By Mary Jane Irwin, Luca Benini, N. Vijaykrishnan, and Mahmut Kandemir
Network architecture heavily influences communication energy. As hinted
in the previous section, shared-medium networks (busses) are currently
the most common choice, but it is intuitively clear that busses are not
energy-efficient as network size scales up, as it must for
MPSoCs.
In bus-based communication, data are always broadcast from one
transmitter to all possible receivers, whereas in most cases messages
are destined to reach only one receiver, or a small group. Bus
contention, with the related arbitration overhead, further contributes
to the energy overhead.
Studies on energy-efficient on-chip communication indicate that
hierarchical and heterogeneous architectures are much more
energy-efficient than busses. Zhang et al. [65] developed a
hierarchical generalized mesh whereby network nodes with a high
communication bandwidth requirement are clustered and connected through
a programmable generalized mesh consisting of several short
communication channels joined by programmable switches.
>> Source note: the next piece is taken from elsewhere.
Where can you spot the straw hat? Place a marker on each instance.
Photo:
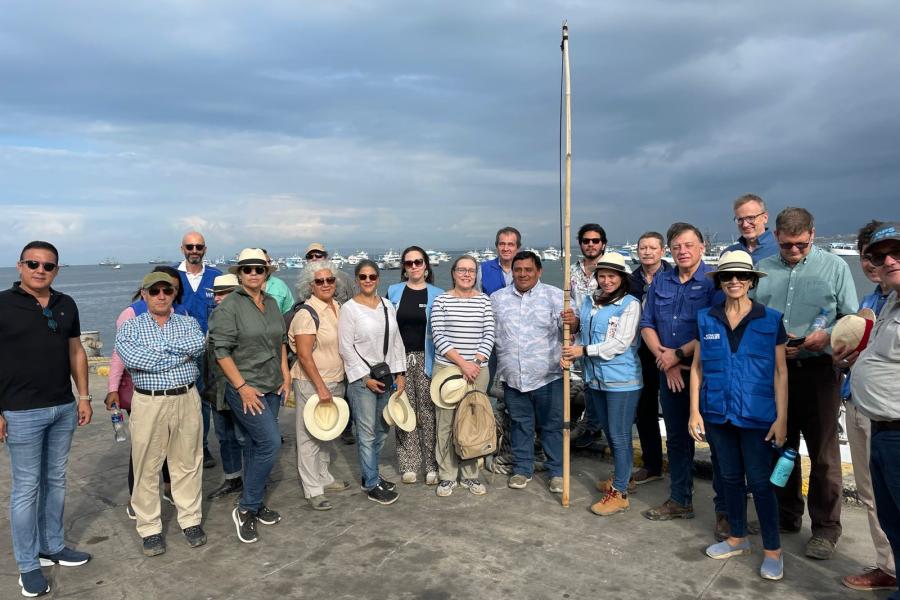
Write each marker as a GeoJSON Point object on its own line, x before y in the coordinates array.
{"type": "Point", "coordinates": [448, 387]}
{"type": "Point", "coordinates": [325, 421]}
Clusters are then connected through a generalized mesh of global
long communication channels. Clearly such architecture is heterogeneous
because the energy cost of intra-cluster communication is much smaller
than that of inter-cluster communication.
Although the work of Zhang et al. [65] demonstrates that power can
be saved by optimizing network architecture, many network design issues
are still open, and we need tools and algorithms to explore the design
space and to tailor network architecture to specific applications or
classes of applications.
Network architecture is only one facet of network layer design, the
other major facet being network control. A critical issue in this area
is the choice of a switching scheme for indirect network architectures.
From the energy viewpoint, the tradeoff is between the cost of
setting up a circuit-switched connection once and for all, and the
overhead of switching packets throughout the entire communication time
on a packet-based connection. In the former case the network control
overhead is "lumped'' and incurred once, whereas in the latter case, it
is distributed over many small contributions, one for each packet.
When communication flow between network nodes is extremely
persistent and stationary, circuit-switched schemes are likely to be
preferable, whereas packet switched schemes should be more
energy-efficient for irregular and non-stationary communication
patterns. Needless to say, circuit switching and packet switching are
just two extremes of a spectrum, with many hybrid solutions in between.